Longtemps, l’entraînement cycliste s’est concentré sur la fréquence cardiaque maximale. Cependant, l’expertise actuelle souligne l’importance capitale du seuil lactique. « Pendant très longtemps, chacun s’est concentré sur l’entraînement autour de la fréquence cardiaque maximale », explique Margaret Kadlick, ancienne entraîneure d’USA Cycling. « Maintenant, nous savons que le seuil lactate est beaucoup plus important. Lorsque vous augmentez votre seuil lactate, vous pouvez produire plus de puissance à une fréquence cardiaque confortable, ce qui fait de vous un meilleur pilote et coureur dans toutes les situations. » Ce seuil correspond à l’effort soutenable pendant environ 30 minutes, une référence plus fiable pour définir ses zones d’entraînement que la seule fréquence cardiaque maximale.

Le seuil lactique, qu’est-ce que c’est ?

Le lactate, agent tampon de l’organisme, neutralise l’acide qui s’accumule dans les muscles lors d’un effort intense, prévenant ainsi la sensation de brûlure. Plus la puissance développée est élevée, plus l’acide s’accumule rapidement. Le seuil lactique est précisément le point où le corps produit plus d’acide qu’il ne peut en éliminer, forçant le ralentissement de l’effort.

Il existe plusieurs méthodes pour déterminer ce seuil crucial.

3 méthodes pour trouver son seuil lactique

En laboratoire

De nombreux centres de performance et professionnels proposent des tests de seuil lactique d’une durée de 30 à 40 minutes. Le sportif est placé sur un vélo stationnaire avec une ceinture de fréquence cardiaque. La résistance augmente progressivement toutes les quelques minutes, jusqu’à l’épuisement. À chaque palier, une goutte de sang est prélevée pour analyser la concentration de lactate. Ces données, enregistrées par ordinateur, permettent de tracer un graphique précis.
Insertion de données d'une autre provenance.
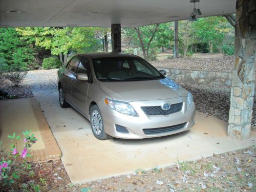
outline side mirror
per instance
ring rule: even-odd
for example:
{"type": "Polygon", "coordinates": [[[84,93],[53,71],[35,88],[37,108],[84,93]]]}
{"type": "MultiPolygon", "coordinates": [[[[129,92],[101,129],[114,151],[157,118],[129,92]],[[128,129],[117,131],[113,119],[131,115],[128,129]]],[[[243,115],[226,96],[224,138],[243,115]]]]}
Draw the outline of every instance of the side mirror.
{"type": "Polygon", "coordinates": [[[76,79],[78,80],[81,80],[82,81],[88,81],[88,75],[86,73],[78,73],[76,76],[76,79]]]}
{"type": "Polygon", "coordinates": [[[166,75],[166,71],[165,70],[159,70],[159,72],[163,75],[166,75]]]}

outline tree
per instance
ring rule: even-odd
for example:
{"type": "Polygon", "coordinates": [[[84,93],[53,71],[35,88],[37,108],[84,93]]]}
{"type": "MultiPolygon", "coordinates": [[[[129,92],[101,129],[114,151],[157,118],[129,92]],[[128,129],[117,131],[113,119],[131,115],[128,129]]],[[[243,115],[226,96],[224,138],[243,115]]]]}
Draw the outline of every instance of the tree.
{"type": "Polygon", "coordinates": [[[138,34],[145,59],[148,59],[150,44],[153,40],[159,26],[159,24],[156,24],[134,28],[138,34]]]}
{"type": "Polygon", "coordinates": [[[96,28],[95,29],[96,36],[102,42],[103,52],[109,52],[109,36],[111,30],[107,28],[96,28]]]}
{"type": "Polygon", "coordinates": [[[0,58],[6,61],[9,70],[29,69],[33,65],[34,55],[30,42],[21,39],[15,28],[0,28],[0,58]]]}
{"type": "Polygon", "coordinates": [[[225,22],[226,20],[222,16],[213,16],[200,18],[197,22],[193,23],[191,27],[197,40],[207,43],[210,53],[213,53],[214,46],[221,50],[225,22]]]}
{"type": "Polygon", "coordinates": [[[234,14],[229,14],[228,15],[223,15],[227,20],[230,24],[233,27],[236,27],[236,15],[234,14]]]}
{"type": "Polygon", "coordinates": [[[178,56],[178,38],[179,38],[179,22],[176,20],[174,23],[174,57],[177,58],[178,56]]]}
{"type": "Polygon", "coordinates": [[[194,41],[195,33],[191,27],[191,24],[188,20],[181,20],[179,22],[179,39],[180,42],[179,48],[182,49],[181,53],[182,53],[184,57],[186,57],[188,46],[192,45],[194,41]]]}
{"type": "Polygon", "coordinates": [[[169,47],[171,42],[174,40],[174,31],[171,26],[171,23],[159,24],[156,33],[155,41],[157,47],[162,48],[162,52],[164,51],[164,48],[169,47]]]}
{"type": "Polygon", "coordinates": [[[31,36],[35,44],[51,50],[53,55],[58,55],[66,63],[68,54],[97,51],[99,41],[95,37],[94,28],[35,27],[19,29],[23,36],[31,36]]]}

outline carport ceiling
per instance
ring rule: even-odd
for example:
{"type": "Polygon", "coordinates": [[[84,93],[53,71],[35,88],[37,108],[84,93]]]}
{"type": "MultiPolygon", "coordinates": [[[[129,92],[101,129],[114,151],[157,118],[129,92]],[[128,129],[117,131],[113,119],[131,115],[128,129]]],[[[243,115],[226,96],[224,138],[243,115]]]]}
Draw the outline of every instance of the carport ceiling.
{"type": "MultiPolygon", "coordinates": [[[[234,13],[236,2],[201,0],[201,16],[234,13]]],[[[187,19],[190,9],[189,0],[0,0],[0,26],[130,27],[187,19]]]]}

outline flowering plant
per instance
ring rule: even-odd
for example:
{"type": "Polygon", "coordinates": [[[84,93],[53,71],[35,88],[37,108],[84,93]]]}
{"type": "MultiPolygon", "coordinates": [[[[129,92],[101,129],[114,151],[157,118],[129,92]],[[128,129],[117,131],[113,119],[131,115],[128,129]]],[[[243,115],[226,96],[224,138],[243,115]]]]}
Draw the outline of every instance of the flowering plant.
{"type": "MultiPolygon", "coordinates": [[[[0,186],[3,187],[10,187],[13,183],[14,180],[18,179],[20,173],[12,170],[12,167],[15,163],[18,157],[23,159],[23,163],[26,163],[26,158],[31,157],[29,152],[32,145],[37,139],[33,134],[31,134],[31,131],[26,130],[22,132],[24,139],[24,144],[22,150],[19,151],[17,148],[17,141],[22,139],[20,135],[16,135],[14,132],[12,135],[9,135],[8,138],[11,139],[12,143],[10,145],[10,150],[6,152],[5,148],[2,149],[0,153],[0,186]]],[[[2,142],[0,142],[0,145],[2,142]]],[[[1,188],[1,187],[0,187],[1,188]]]]}

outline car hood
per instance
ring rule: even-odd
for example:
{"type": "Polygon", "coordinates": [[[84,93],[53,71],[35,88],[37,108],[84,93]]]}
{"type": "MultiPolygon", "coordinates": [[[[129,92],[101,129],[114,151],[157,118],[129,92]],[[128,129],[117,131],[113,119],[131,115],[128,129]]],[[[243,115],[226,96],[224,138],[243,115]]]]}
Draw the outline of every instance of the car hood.
{"type": "Polygon", "coordinates": [[[159,100],[186,96],[188,92],[168,78],[159,80],[100,83],[113,99],[124,102],[159,100]]]}

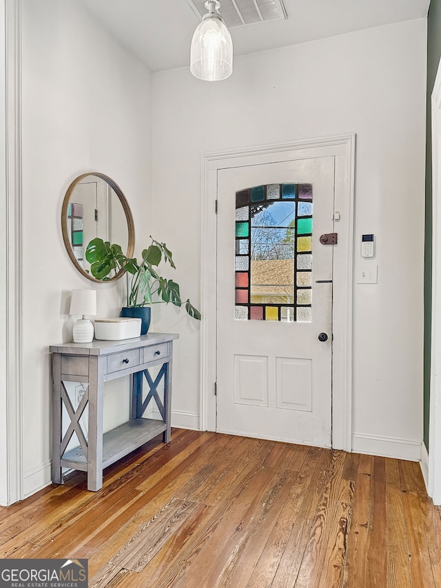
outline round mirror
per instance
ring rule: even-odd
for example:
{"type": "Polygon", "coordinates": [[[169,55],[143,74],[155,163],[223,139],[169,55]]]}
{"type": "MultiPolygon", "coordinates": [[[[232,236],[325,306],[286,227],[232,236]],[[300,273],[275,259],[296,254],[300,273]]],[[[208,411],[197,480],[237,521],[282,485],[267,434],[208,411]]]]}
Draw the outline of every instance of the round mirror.
{"type": "MultiPolygon", "coordinates": [[[[117,243],[133,256],[134,225],[125,196],[119,186],[104,174],[83,174],[70,184],[61,209],[63,240],[74,265],[83,276],[99,282],[90,274],[85,250],[90,241],[100,237],[117,243]]],[[[110,280],[117,280],[121,270],[110,280]]]]}

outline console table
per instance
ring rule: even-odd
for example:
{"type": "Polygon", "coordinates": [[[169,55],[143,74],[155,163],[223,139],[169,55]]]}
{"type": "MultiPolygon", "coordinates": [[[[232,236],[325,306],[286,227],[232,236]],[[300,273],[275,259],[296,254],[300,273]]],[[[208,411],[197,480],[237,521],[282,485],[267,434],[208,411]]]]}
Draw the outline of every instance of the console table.
{"type": "Polygon", "coordinates": [[[88,489],[96,491],[103,485],[103,469],[154,437],[163,434],[170,440],[172,358],[173,334],[148,333],[121,341],[63,343],[51,345],[52,354],[52,481],[63,482],[62,468],[88,473],[88,489]],[[155,379],[149,369],[162,364],[155,379]],[[130,419],[103,434],[104,383],[132,375],[130,419]],[[163,378],[163,403],[157,387],[163,378]],[[148,387],[143,394],[143,382],[148,387]],[[88,383],[76,409],[65,382],[88,383]],[[154,400],[161,420],[143,415],[154,400]],[[63,434],[62,411],[65,407],[70,422],[63,434]],[[80,418],[88,406],[88,434],[82,430],[80,418]],[[80,445],[66,450],[74,433],[80,445]]]}

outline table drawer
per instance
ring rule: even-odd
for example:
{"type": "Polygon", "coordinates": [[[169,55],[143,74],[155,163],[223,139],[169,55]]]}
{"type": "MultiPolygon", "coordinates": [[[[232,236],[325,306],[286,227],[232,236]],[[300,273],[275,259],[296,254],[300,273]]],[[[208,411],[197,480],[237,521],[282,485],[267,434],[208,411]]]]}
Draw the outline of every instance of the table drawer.
{"type": "Polygon", "coordinates": [[[140,364],[140,350],[139,349],[112,353],[107,356],[107,374],[121,372],[128,367],[140,364]]]}
{"type": "Polygon", "coordinates": [[[155,359],[166,359],[169,355],[168,343],[159,343],[157,345],[144,347],[143,363],[148,363],[155,359]]]}

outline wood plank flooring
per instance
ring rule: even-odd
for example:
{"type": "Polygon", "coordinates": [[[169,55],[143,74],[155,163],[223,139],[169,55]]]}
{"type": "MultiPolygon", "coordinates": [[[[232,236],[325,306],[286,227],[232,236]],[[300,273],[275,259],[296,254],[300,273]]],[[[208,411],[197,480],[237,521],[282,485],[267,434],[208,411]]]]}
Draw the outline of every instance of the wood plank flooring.
{"type": "Polygon", "coordinates": [[[0,558],[88,558],[90,588],[440,588],[417,463],[174,429],[0,508],[0,558]]]}

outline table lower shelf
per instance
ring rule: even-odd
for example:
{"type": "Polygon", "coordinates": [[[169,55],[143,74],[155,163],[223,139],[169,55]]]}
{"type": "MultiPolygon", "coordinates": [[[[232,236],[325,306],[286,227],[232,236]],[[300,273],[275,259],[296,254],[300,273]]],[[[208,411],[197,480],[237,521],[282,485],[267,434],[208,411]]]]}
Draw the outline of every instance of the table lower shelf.
{"type": "MultiPolygon", "coordinates": [[[[103,436],[104,469],[167,429],[163,420],[134,418],[112,429],[103,436]]],[[[61,458],[62,467],[88,471],[88,462],[81,447],[65,452],[61,458]]]]}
Il est également possible d’obtenir cette mesure dans le cadre d’un test d’effort maximal (VO2 max).

Le contre-la-montre de 30 minutes

Pour ceux qui ne peuvent se rendre en laboratoire, un test à domicile est possible, idéalement sur une route plate. Il s’agit de parcourir une distance fixe (environ 5 kilomètres) le plus rapidement possible après un bon échauffement de 20 minutes. Après une période de récupération de 10 à 20 minutes, le test est répété. La fréquence cardiaque moyenne de ces deux efforts permet d’estimer le seuil lactique (plus précisément, 103 % de cette moyenne). Il est recommandé de refaire ce test toutes les huit semaines pour suivre ses progrès.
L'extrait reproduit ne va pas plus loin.